Like most twenty-somethings who moved away for college and never came back, I have mountains upon mountains of boxes of childhood memorabilia stored (see: forgotten about) in my parents’ basement boiler room, just waiting to be opened and rummaged through for gems of pre-pubescent madness.
Now that I write full-time, sometimes I think to myself, “Would the ten-year-old girl in me be proud of what I’ve become?” Well, after casually snooping through a cardboard box with the highly descriptive label “JUNK,” I believe I have an answer.
Sometime during the cataclysmic period when I was eight, nine, or perhaps ten years of age, I wrote a truly great work of fiction titled Warguard Wolf. The moment I saw the cover (see above) bound in spiral with a slightly melted sheet of plastic over the top as protection (a surprising degree of foresight, probably my mother’s idea), I knew I’d found a diamond in the rough. (I was able to determine the age of my authorship via the MS Paint work of art on the first page, and the typographical brilliance of small-caps Lucida.) It was sandwiched between a binder of rare Pokémon cards (not one, but two copies of Charizard) and a snarky college-entrance essay on vegetarianism. Truly, a great find.
So beware, my dear readers, for you are about to experience a fantastic, genre-defining work of fiction: I bring you the full manuscript of Warguard Wolf.

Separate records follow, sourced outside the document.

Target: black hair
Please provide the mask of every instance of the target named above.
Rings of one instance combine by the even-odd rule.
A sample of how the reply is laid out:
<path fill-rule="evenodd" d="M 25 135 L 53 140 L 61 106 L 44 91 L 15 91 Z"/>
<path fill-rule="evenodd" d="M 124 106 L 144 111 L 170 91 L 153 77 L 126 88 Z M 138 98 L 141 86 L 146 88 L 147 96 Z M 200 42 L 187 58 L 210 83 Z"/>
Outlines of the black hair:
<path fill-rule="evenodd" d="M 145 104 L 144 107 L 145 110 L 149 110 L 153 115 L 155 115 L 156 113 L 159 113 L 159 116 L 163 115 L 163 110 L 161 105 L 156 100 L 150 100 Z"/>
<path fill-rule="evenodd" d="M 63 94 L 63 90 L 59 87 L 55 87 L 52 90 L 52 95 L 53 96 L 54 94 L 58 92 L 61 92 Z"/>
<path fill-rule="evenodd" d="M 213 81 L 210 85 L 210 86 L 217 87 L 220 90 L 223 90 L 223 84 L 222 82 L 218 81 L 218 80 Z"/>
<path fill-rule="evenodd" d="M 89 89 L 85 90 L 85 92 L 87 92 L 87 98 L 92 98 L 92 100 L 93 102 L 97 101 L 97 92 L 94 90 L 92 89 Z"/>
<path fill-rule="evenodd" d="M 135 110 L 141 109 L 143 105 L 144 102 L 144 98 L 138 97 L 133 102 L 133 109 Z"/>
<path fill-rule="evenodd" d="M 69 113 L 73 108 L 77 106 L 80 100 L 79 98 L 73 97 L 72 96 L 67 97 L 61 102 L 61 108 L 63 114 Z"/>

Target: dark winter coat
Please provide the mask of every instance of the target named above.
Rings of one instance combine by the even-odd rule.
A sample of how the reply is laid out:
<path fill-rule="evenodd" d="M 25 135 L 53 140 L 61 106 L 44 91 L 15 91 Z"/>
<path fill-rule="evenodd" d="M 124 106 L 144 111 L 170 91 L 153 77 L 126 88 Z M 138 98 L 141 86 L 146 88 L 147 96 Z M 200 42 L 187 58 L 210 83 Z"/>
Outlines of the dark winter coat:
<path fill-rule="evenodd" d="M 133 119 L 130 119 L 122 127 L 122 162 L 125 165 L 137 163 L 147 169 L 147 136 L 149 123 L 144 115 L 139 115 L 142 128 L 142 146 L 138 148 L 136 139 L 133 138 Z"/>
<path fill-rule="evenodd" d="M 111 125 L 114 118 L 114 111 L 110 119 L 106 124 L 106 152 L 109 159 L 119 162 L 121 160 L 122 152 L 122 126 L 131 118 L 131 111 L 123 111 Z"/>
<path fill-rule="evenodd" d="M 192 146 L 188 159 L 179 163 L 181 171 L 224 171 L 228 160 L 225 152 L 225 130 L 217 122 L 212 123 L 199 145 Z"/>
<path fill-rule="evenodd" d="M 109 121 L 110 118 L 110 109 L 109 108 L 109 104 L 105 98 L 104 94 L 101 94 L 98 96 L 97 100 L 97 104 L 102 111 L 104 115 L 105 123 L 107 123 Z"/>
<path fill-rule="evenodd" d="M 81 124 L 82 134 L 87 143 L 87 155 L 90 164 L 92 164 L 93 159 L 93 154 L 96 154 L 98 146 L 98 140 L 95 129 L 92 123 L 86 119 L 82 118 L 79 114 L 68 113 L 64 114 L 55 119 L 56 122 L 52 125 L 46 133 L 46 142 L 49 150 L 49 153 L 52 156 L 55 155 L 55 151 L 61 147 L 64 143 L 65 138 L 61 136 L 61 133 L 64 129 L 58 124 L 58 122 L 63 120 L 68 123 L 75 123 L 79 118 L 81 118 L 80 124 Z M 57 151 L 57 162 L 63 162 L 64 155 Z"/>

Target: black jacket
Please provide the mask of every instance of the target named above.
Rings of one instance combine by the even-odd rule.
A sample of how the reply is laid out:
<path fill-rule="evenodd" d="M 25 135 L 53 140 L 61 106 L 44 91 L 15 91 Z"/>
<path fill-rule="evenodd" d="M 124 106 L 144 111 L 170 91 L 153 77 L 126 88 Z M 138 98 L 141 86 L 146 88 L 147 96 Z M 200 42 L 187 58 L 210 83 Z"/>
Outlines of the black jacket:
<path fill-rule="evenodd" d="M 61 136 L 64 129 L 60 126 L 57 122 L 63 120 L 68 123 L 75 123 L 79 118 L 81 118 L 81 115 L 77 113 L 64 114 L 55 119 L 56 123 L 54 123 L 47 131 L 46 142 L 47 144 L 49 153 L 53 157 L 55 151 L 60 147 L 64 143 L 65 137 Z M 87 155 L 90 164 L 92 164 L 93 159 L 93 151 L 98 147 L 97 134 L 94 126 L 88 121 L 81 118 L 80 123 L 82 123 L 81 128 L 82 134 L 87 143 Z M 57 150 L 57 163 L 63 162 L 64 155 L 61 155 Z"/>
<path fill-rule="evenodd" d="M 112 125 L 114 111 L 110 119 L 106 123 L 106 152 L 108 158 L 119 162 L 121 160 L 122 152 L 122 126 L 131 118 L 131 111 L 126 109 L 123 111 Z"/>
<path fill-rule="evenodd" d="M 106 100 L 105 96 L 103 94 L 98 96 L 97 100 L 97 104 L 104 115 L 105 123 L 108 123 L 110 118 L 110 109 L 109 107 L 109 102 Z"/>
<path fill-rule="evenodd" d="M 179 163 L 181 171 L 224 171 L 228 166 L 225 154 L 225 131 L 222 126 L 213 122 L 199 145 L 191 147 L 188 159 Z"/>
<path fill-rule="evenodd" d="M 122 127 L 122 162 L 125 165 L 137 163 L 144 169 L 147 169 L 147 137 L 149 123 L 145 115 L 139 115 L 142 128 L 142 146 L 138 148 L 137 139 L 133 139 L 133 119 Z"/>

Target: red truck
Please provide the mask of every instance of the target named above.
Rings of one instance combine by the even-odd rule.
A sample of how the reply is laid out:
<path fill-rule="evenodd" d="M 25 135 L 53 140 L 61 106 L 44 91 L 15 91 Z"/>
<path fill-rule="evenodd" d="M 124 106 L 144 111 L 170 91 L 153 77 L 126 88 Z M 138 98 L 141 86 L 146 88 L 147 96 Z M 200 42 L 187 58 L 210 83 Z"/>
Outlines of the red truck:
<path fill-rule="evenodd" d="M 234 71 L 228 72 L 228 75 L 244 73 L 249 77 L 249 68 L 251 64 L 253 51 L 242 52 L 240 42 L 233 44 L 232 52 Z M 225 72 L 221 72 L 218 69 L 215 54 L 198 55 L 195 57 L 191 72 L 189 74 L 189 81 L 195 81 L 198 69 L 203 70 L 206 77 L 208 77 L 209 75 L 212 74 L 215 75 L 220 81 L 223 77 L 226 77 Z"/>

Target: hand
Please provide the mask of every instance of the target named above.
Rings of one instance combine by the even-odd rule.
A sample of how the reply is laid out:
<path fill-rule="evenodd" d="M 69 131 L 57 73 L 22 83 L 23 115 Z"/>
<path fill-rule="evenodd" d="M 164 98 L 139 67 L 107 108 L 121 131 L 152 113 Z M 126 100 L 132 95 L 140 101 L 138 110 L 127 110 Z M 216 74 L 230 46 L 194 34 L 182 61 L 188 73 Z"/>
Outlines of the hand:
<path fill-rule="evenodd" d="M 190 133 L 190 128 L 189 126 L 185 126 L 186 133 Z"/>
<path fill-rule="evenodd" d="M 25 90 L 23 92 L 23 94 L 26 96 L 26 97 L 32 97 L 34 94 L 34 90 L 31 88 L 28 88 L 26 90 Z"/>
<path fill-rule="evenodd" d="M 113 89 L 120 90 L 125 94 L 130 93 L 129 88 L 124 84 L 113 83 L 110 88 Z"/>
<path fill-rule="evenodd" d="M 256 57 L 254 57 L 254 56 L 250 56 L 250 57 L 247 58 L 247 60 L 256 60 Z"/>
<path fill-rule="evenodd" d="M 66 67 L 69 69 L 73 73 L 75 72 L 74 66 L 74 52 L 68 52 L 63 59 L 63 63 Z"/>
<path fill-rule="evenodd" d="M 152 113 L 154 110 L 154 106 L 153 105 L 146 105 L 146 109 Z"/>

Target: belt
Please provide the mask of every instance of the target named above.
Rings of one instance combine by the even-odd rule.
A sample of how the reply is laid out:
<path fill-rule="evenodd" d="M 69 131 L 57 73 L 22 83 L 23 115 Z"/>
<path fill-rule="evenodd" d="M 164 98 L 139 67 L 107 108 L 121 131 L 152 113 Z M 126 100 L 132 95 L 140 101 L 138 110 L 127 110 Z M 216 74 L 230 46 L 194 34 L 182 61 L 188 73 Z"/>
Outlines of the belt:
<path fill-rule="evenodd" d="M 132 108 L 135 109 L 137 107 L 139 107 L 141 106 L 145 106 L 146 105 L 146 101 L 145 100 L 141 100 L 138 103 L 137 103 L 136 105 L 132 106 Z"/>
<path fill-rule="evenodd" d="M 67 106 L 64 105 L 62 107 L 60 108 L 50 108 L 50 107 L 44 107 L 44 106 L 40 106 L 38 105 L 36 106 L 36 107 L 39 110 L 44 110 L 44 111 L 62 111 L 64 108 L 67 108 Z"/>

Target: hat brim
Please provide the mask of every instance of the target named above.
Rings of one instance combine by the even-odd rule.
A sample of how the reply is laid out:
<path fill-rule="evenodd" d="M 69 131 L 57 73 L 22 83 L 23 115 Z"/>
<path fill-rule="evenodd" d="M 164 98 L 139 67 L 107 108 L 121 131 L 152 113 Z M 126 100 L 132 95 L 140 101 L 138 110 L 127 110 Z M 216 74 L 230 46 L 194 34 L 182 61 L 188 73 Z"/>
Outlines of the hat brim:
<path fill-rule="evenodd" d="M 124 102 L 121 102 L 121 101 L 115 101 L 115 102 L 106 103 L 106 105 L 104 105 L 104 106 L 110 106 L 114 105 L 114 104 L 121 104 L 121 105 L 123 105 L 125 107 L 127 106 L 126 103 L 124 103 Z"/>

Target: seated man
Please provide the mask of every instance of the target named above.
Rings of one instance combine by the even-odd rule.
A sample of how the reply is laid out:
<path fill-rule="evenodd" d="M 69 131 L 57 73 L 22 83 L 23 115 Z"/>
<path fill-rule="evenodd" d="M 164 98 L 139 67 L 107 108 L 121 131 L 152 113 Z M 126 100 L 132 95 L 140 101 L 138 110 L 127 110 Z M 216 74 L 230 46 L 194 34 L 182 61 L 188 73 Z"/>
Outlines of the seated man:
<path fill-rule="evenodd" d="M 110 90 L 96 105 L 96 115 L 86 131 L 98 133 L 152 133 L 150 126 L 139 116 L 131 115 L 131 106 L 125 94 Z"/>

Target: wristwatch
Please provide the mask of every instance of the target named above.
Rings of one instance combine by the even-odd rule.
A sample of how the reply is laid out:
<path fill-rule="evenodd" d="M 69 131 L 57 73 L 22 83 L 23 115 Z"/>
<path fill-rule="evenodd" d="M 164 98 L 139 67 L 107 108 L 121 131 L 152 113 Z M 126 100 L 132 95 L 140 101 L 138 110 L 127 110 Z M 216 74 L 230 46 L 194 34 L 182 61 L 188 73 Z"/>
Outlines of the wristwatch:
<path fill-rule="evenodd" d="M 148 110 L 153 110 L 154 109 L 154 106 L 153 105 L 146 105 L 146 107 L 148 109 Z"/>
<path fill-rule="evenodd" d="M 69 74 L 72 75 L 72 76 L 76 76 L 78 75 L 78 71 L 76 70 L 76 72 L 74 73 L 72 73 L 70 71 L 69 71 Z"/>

Warguard Wolf protected the royal palace where the treasure, and Bully Dragon were kept during wars (of which there were lots).
Warguard Wolf had long shaggy brown and gray fur. He liked practicing archery and jousting. Warguard Wolf was a dragon trainer. He was also in charge of palace entertainment. He would go and look for a good court jester and hire him.
One day Warguard Wolf went out to hire a court jester for King Damantoa. He hadn’t laughed in weeks. So Warguard Wolf went out to hire a court jester.
When he found one, his sides ached; he had laughed for fifteen minutes. Warguard Wolf hired him. Rabbit Star happened to be his name. He took him back to the palace.
That night Rabbit Star snuck into the hall. He was a spy from the enemy. He had come to steal the dragon so that they could attack King Damantoa’s palace so they could steal the treasure. So Rabbit Star stole the keys from the guard and unlocked the cellar where Bully dragon was kept. He took off the chains and got the royal dog’s leash and put it on the dragon’s neck. Rabbit Star took the dragon down the hall which Warguard Wolf heard from his room. Warguard Wolf got his sword and tiptoed into the hall. When Warguard Wolf saw Rabbit Star and the dragon he ran towards them on all fours, running like a dog. When he got behind Rabbit Star, he yelled a spine-cracking, eyeball-popping yell. The whole palace woke to the sound. Courtesans came running. Warguard Wolf jumped in front of Rabbit Star, and pulled out his sword. Then the courtesans surrounded Rabbit Star. Warguard Wolf took the dragon back to his cellar, and the courtesans imprisoned Rabbit Star by orders of King Damantoa, for life.
“Good-bye, Rabbit Star,” said Warguard Wolf.